To say that we need a culture of life presupposes that culture is not immediately linked to life and also assumes that "life" is something that is understood (and that "culture" is understood for that matter). Culture, cultus, cultivate...there is a kind of non-natural creating that goes on in culture. It is not self-generating but communally generating. I cannot create culture. Only when I am in relation to the other is culture possible. That other may be the natural world (say a plant or squirrel that is angry at having his park bench occupied) or another being but they are what is essential to culture.

Life, on the other hand, is a bit harder to interpret. I will focus on meanings of life related to physis, or "nature" as precarious, provisional, and narrow as that description might be. Life, as I describe it, here refers to growing and dying, generation and termination, a process of flourishing and floundering. It is a kind of self-generating. More than just a biological (though not excluding this aspect) account of life, we can look to the imaginative, spiritual, social, and emotional accounts to round out this idea of "life".

If it has not yet become apparent, there is an entangling of culture and life at the very core of their meaning. Life is generating AND dying; we can have a culture of life and a culture of death. This has clarified this concept of a culture of life only provisionally. If anything, thinking about "culture" and "life" along these lines has problematized the idea of a "culture of life." However, if there is to be a culture, a creative and creating set of relationships, that is "of life", related to life, valuing life, emulating life, then would it not be one that embraces more than just an anti-abortion stance? Would it not focus on a culture which sees this process of generation and termination, life and death intertwined? Is the life of which this culture is a part directed towards the horizon of its own impending demise?

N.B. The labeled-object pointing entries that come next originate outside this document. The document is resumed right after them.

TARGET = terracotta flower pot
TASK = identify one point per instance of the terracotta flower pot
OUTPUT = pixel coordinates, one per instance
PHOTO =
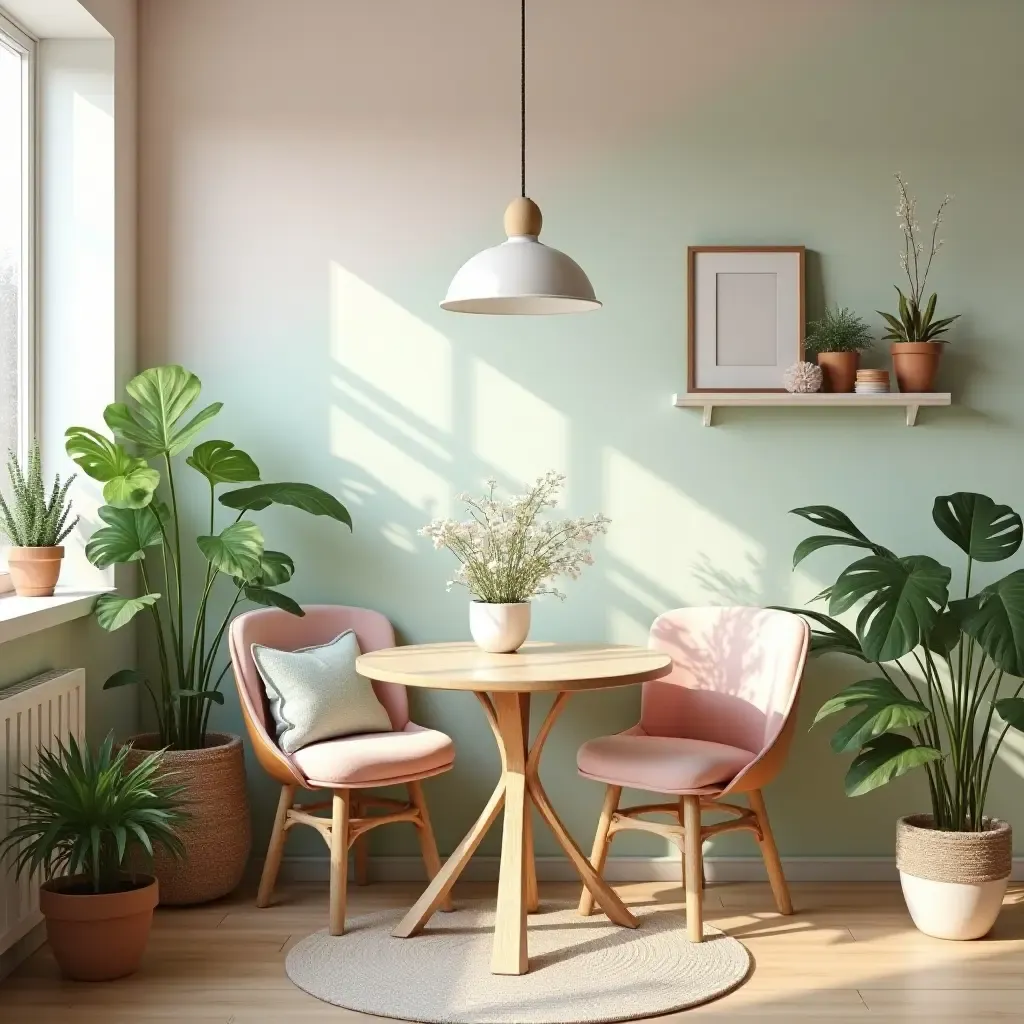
(915, 364)
(217, 834)
(97, 937)
(839, 371)
(953, 883)
(34, 571)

I find it difficult to understand how a simple phrase like "we need a culture of life" can clarify the present problems with american, or for that matter global, culture at large. If it is to be a culture of life then it will have a culture of death present within it already. It will be acquainted with the dead, with death, with dying and termination alongside birth, becoming, generation and life. I guess, in a practical sense, it is hard for me to accept the idea that an anti-abortion stance is precisely the very thing that qualifies what one might call a culture of life. What if a culture of life were more exhaustive? What if it included cultivating a concern for the biological world we live in, a concern for the emotional health of its creators and participators, a concern for the loss of arts and imagination as an essential part of education and critical thinking, a concern for the "culture of death" which devalues other human beings to the point where they are still sold into slavery, ravaged by famine, disease, and war? What if it included those things? How would that change your policy stance? How would that shape the way that you mobilize the state?

Yes, I think we need a culture of life. But we need one that focuses on more than just one issue, one policy stance, and pretty sounding platitudes that answer nothing. I long for a culture of life that embraces natality and mortality, birthing and dying, arts and sciences, books and movies, music and silence, solitude and friendship, peace and suffering and all the ways that "life" is intertwined.